DI era modern, transparansi dan kedekatan pejabat dengan rakyat menjadi tuntutan utama dalam demokrasi.

Salah satu langkah yang kerap didorong adalah penggunaan transportasi umum oleh pejabat sebagai wujud empati terhadap masyarakat dan efisiensi anggaran. 

Namun, apakah langkah ini benar-benar berdampak nyata atau hanya menjadi tren sesaat tanpa kebijakan konkret?

BACA JUGA:CBP Rupiah dan Pelindungan Konsumen

Menurut John P. Kotter (1996), perubahan yang bertahan dalam institusi publik harus didukung oleh strategi yang berkelanjutan dan bukan sekadar tindakan simbolis yang bersifat sementara.

BELAJAR DARI PEJABAT DI NEGARA LAIN

Di beberapa negara maju, penggunaan transportasi umum oleh pejabat bukanlah hal baru.
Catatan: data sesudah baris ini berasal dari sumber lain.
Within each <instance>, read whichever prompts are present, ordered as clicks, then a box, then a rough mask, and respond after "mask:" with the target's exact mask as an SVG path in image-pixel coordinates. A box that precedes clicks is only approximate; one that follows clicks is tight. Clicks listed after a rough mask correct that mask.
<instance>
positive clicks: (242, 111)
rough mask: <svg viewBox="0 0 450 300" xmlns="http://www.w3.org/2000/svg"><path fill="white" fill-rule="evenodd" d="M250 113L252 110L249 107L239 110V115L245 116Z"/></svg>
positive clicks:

Di Swedia, misalnya, para pejabat tidak diberikan fasilitas mobil dinas atau sopir pribadi, sehingga mereka bepergian dengan transportasi publik seperti warga biasa. Hal ini mencerminkan budaya kesetaraan dan transparansi dalam penggunaan anggaran negara. 

Profesor Bo Rothstein, pakar kebijakan publik dari University of Gothenburg, menyatakan bahwa keterlibatan pejabat dalam layanan publik, seperti transportasi umum, berkontribusi terhadap peningkatan kepercayaan masyarakat terhadap pemerintah.

BACA JUGA:Imbau Waspadai Tindak Kejahatan

Rahm Emanuel, mantan Wali Kota Chicago yang kini menjabat sebagai Duta Besar Amerika Serikat untuk Jepang, juga lebih memilih menggunakan transportasi umum untuk perjalanan dinas maupun sehari-hari.

Menurut laporan Bloomberg (2022), Emanuel secara aktif menggunakan transportasi publik dalam tugas resminya di Jepang, dan antusiasmenya terhadap kereta api Jepang telah menarik perhatian positif dari penggemar kereta lokal (Bloomberg, 2022). 

Langkah ini bukan hanya menunjukkan komitmen terhadap efisiensi, tetapi juga mendekatkan pejabat dengan realitas yang dihadapi warganya.

Hal ini sejalan dengan teori kepemimpinan transformasional dari James MacGregor Burns (1978), yang menekankan bahwa pemimpin harus mengalami secara langsung tantangan yang dihadapi masyarakat untuk menciptakan perubahan yang berarti.